Not 100% (can be spoofed) but pretty effective
thanks both. I am wondering how other sites handle it then? Let’s use an example that’s been in the news recently, Reddit. They have have started charging for their data via api even though you can access the data without loging in frontend. Now I am guessing they do not use nodejs or wouldn’t they have similiar problems? Is the api access thing a nodejs issue or if I created my site in wappler and used php/.net would it still be the same? Is Nodejs not be a good idea for more user generated type content websites like Reddit?
I know I would never get as big as something like reddit so people would probably never even want to steal my content, I was more curious how it works.
It’s not a node.js thing, it’s common to all the language platforms.
Basically if you make the info public it is public.
You can limit the ability for automatic harvesting systems to some degree but by definition, public means exactly that.
ideally we could benefit from some mechanism to at least mitigate the issue similar to CORS to control external site access
There is also the option of using server-side binding so the api is called by your server and sent as a rendered page. Still doesn’t stop all harvesting but makes it trickier.
I'm just starting out with Wappler. And this is one of the questions I'm trying to understand.
Some APIs, even though they are public, should only be consumed within the website. I still don't know how to approach this.
Restrict access to the server's IP only? Restrict access to a specific URL only? How is this done?
I looked for tutorials on YouTube, but I couldn't find any. I found them for users who log in and out, ok. But I haven't found any for restricting access by other means yet.
Is there any content on this being addressed?
I'm sorry if this is something silly, but I don't know how to proceed. I've only been using Wappler for a short time, but I think it's incredible. It has a strong community. My language may not help me with the questions, they may seem confusing, but I don't speak English well. But I'll go ahead.
Thanks for the answer, @Hyperbytes . I always watch your videos on the channel.
I've thought about something along these lines. I had this thought. But then wouldn't it be possible to check if the API call is coming from outside?
Let's say the server IP is: 178.56..., there was a call to the API, coming from a completely different IP, I blocked it, if it's the same, the server IP can respond to the call.
Or maybe the public queries wouldn't be made through the public APIs but by some other function within the site.
We know that nowadays anyone can web scrape content. But making some things difficult ends up discouraging something from an API call.
When accessing the site, the news is public, there is no need to log in. Everything can be seen without blocking. I have advertising when reading the news.

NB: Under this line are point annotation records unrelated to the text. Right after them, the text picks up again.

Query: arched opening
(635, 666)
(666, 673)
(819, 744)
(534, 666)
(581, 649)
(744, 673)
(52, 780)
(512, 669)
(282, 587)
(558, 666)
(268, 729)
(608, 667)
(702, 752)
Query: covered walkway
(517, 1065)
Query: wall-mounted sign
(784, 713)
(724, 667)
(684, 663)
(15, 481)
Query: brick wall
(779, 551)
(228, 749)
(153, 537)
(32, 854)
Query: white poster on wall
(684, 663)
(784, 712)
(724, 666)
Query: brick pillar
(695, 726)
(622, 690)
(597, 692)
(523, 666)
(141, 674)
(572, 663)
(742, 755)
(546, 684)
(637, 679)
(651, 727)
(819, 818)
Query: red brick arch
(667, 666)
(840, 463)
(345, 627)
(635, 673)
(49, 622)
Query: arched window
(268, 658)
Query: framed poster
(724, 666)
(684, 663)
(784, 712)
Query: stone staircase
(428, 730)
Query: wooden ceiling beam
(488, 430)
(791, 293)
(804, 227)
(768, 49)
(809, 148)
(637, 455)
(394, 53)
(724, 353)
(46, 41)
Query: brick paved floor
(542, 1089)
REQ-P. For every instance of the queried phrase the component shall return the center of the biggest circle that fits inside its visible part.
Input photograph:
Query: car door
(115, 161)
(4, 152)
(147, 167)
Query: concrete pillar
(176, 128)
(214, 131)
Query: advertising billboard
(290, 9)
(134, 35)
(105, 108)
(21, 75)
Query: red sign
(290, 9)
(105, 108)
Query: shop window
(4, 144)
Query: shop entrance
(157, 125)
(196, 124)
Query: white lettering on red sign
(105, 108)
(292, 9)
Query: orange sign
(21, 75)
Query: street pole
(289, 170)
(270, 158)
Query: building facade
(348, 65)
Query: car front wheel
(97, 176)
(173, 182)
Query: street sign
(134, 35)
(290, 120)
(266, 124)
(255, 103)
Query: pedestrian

However, what I don't want is for a query to be made externally in the API, and to get all the news published on the Portal in a json file. If that were to happen, the person would have all the news and would not consume the advertising. It would be possible to work on this query in order to publish it on other channels.
Look, I know that there is a web scraping method, but it ends up making some things more difficult.
Going back to the example in WordPress, the news is visible within the site, public. But for an external call via API, the webservice has to be enabled, there is no public query.
Maybe my thinking about the API is wrong and the queries for internal consumption within the site are done in another way.
if it comes from some other function from within the site then the IP is going to be the same anyway however the call will also share the same session and therefor the same user identify will be returned so effectively all internal calls will be authorised.
If it comes from another site then there will be a separate session created and no user identity will be defined so the api will return an unauthorised error
I actually use the sort of method @Hyperbytes mentioned. I have a guest user that I can set permissions on, if identity is false, then the guest user information is used as the logged in user's info/permissions even though it's not truly logged in.
Yes, I mentioned WordPress because there the API is only open if it is enabled. Otherwise, your only access is by viewing page by page of the site itself.
Maybe it could be different, I'm looking for something that isn't possible. But it's confusing not being able to restrict access on the endpoint for an external query, where I want it to be consumed only on the domain itself.